A plane polarized monochromatic $EM $ wave is traveling in vacuum along $z$ direction such that at $t = t_1$ it is found that the electric field is zero at a spatial point $z_1$. The next zero that occurs in its neighbourhood is at $z_2$. The frequency of the electromagnetic wave is :

• A. $\frac{3 \times 10^8}{|z_2 - z_1|}$
• B. \(\frac{1.5 \times 10^8}{|z_2 - z_1|}\)
• C. $\frac{6 \times 10^8}{|z_2 - z_1|}$
• D. $\frac{1}{t_1 + \frac{|z_2 - z_1|}{3 \times 10^8}} $

Answer 1

The Correct Option is B

To determine the frequency of a plane polarized monochromatic electromagnetic (EM) wave, we need to consider the relationship between the spatial zero points of the electric field. The electric field of a monochromatic plane wave can be expressed as:

\(E(z, t) = E_0 \sin(kz - \omega t + \phi)\),

where:

• \(E_0\) is the amplitude of the wave,
• \(k\) is the wave number,
• \(\omega\) is the angular frequency, and
• \(\phi\) is the phase constant.

Given that the electric field \(E(z, t)\) is zero at two points \(z_1\) and \(z_2\), the equation becomes zero for these positions:

\(\sin(kz_1 - \omega t_1 + \phi) = 0\), \(\sin(kz_2 - \omega t_1 + \phi) = 0\).

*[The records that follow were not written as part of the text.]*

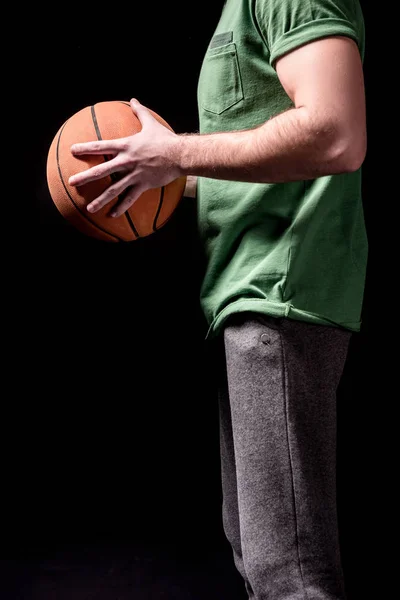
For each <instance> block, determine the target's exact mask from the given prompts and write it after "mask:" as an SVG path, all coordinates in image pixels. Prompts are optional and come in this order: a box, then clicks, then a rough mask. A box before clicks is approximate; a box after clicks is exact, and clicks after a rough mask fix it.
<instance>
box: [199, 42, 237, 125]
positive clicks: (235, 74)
mask: <svg viewBox="0 0 400 600" xmlns="http://www.w3.org/2000/svg"><path fill="white" fill-rule="evenodd" d="M199 83H200V85H199V103H200V106H201V107H202V108H203V109H204V110H207V111H209V112H212V113H215V114H217V115H220V114H221V113H223V112H224V111H226V110H228V108H231V107H232V106H234V105H235V104H237V103H238V102H240V101H241V100H243V98H244V96H243V86H242V80H241V77H240V69H239V62H238V57H237V52H236V44H234V43H231V44H226V45H224V46H219V47H217V48H210V49H209V50H208V51H207V53H206V55H205V57H204V61H203V65H202V68H201V74H200V82H199Z"/></svg>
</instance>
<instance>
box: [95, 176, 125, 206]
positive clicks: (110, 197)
mask: <svg viewBox="0 0 400 600" xmlns="http://www.w3.org/2000/svg"><path fill="white" fill-rule="evenodd" d="M129 186H130V184H129V176H128V175H127V176H126V177H124V178H123V179H120V180H118V181H116V182H115V183H113V184H112V185H110V186H108V188H107V189H105V190H104V192H103V193H102V194H100V196H98V197H97V198H96V199H95V200H93V201H92V202H91V203H90V204H88V205H87V207H86V209H87V210H88V211H89V212H90V213H95V212H98V211H99V210H101V209H102V208H103V207H104V206H106V204H108V203H109V202H111V201H112V200H114V199H115V198H117V197H118V196H121V195H122V194H124V192H126V191H127V190H128V189H129Z"/></svg>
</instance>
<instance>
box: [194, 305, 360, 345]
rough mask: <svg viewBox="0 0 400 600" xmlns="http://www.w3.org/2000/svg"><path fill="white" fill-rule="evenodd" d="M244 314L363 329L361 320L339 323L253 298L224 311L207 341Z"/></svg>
mask: <svg viewBox="0 0 400 600" xmlns="http://www.w3.org/2000/svg"><path fill="white" fill-rule="evenodd" d="M243 312H255V313H259V314H263V315H267V316H270V317H276V318H281V317H287V318H288V319H293V320H297V321H304V322H308V323H314V324H317V325H326V326H331V327H339V328H342V329H347V330H349V331H353V332H358V331H360V329H361V320H359V321H346V322H339V321H335V320H332V319H330V318H328V317H324V316H323V315H321V314H317V313H312V312H307V311H304V310H300V309H298V308H295V307H294V306H292V305H291V304H278V303H275V302H270V301H268V300H265V299H262V298H260V299H257V298H252V299H251V300H249V299H244V300H243V299H242V300H237V301H236V302H232V303H231V304H229V306H226V307H225V308H224V309H222V310H221V311H220V312H219V313H218V314H217V316H216V317H215V318H214V319H213V320H212V322H211V324H210V325H209V328H208V331H207V333H206V338H205V339H206V340H208V339H211V338H213V337H216V336H217V335H218V333H219V332H220V330H221V328H222V326H223V324H224V323H225V321H226V320H227V319H228V317H229V316H231V315H233V314H236V313H243Z"/></svg>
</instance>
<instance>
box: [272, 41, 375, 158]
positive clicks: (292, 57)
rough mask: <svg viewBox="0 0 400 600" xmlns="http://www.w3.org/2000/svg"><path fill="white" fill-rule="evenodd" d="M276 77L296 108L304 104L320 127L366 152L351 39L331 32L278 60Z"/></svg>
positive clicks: (354, 51)
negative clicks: (280, 82)
mask: <svg viewBox="0 0 400 600" xmlns="http://www.w3.org/2000/svg"><path fill="white" fill-rule="evenodd" d="M275 68H276V72H277V74H278V77H279V80H280V82H281V84H282V86H283V88H284V89H285V91H286V93H287V94H288V96H289V97H290V98H291V100H292V102H293V103H294V105H295V107H297V108H300V107H302V108H304V109H305V110H306V111H307V114H308V115H309V117H310V119H311V121H312V122H314V123H315V124H316V127H319V128H321V132H323V131H327V132H332V133H333V134H334V135H336V136H340V137H343V139H344V141H345V142H346V143H347V144H349V147H350V148H351V149H352V152H354V153H355V154H357V155H360V156H361V157H363V155H364V154H365V151H366V109H365V88H364V77H363V65H362V60H361V56H360V52H359V48H358V46H357V44H356V43H355V41H354V40H353V39H351V38H350V37H346V36H330V37H325V38H321V39H318V40H315V41H312V42H310V43H307V44H304V45H302V46H300V47H298V48H296V49H294V50H291V51H289V52H288V53H287V54H284V55H283V56H281V57H280V58H278V59H277V61H276V64H275Z"/></svg>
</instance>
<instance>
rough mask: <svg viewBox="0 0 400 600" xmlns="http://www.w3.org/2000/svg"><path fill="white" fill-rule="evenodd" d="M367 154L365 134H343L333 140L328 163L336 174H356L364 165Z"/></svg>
mask: <svg viewBox="0 0 400 600" xmlns="http://www.w3.org/2000/svg"><path fill="white" fill-rule="evenodd" d="M366 154H367V136H366V134H365V132H361V133H359V134H357V135H354V134H352V135H348V134H343V135H341V136H338V137H336V139H335V140H331V144H329V148H328V155H329V158H328V161H329V162H330V163H331V165H332V170H333V172H334V173H354V172H355V171H358V170H359V169H360V168H361V166H362V164H363V163H364V160H365V157H366Z"/></svg>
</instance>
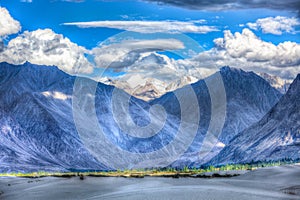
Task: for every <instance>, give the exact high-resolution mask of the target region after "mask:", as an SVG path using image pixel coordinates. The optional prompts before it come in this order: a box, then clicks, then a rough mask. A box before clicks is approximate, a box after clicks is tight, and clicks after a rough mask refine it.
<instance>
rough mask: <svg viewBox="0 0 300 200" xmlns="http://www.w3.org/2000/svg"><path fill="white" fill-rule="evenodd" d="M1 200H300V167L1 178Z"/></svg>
mask: <svg viewBox="0 0 300 200" xmlns="http://www.w3.org/2000/svg"><path fill="white" fill-rule="evenodd" d="M0 199H1V200H2V199H3V200H10V199H11V200H18V199H22V200H23V199H25V200H26V199H43V200H48V199H49V200H52V199H222V200H223V199H233V200H234V199H239V200H240V199H242V200H243V199H245V200H248V199H255V200H257V199H264V200H268V199H300V165H299V164H295V165H286V166H278V167H268V168H260V169H257V170H254V171H249V172H248V173H245V174H242V175H240V176H236V177H231V178H212V179H198V178H178V179H174V178H162V177H145V178H143V179H135V178H134V179H133V178H129V179H128V178H127V179H126V178H119V177H85V178H84V180H80V178H79V177H72V178H58V177H44V178H36V179H28V178H20V177H1V178H0Z"/></svg>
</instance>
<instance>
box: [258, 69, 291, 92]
mask: <svg viewBox="0 0 300 200" xmlns="http://www.w3.org/2000/svg"><path fill="white" fill-rule="evenodd" d="M257 74H258V75H259V76H261V77H262V78H263V79H265V80H266V81H267V82H268V83H270V85H271V86H272V87H274V88H276V89H277V90H278V91H279V92H281V93H282V94H285V93H286V91H287V90H288V88H289V86H290V84H291V82H292V81H290V80H283V79H282V78H280V77H278V76H273V75H270V74H267V73H257Z"/></svg>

The condition for the sine function to be zero is when its argument is an integer multiple of \(\pi\), i.e.,

\(kz_1 - \omega t_1 + \phi = n\pi\), \(kz_2 - \omega t_1 + \phi = (n+1)\pi\).

Subtracting these equations gives:

\(k(z_2 - z_1) = \pi\).

Solving for \(k\):

\(k = \frac{\pi}{z_2 - z_1}\).

Since the wave number \(k\) is related to the wavelength \(\lambda\) by \(k = \frac{2\pi}{\lambda}\), we have:

\(\frac{2\pi}{\lambda} = \frac{\pi}{z_2 - z_1}\).

This implies the wavelength is:

\(\lambda = 2(z_2 - z_1)\).

Finally, the frequency \(f\) of the wave is given by the speed of light \(c = 3 \times 10^8 \text{ m/s}\) over the wavelength:

\(f = \frac{c}{\lambda} = \frac{3 \times 10^8}{2(z_2 - z_1)}\).

This simplifies to:

\(f = \frac{1.5 \times 10^8}{|z_2 - z_1|}\).

Thus, the correct answer is:

\(f = \frac{1.5 \times 10^8}{|z_2 - z_1|}\).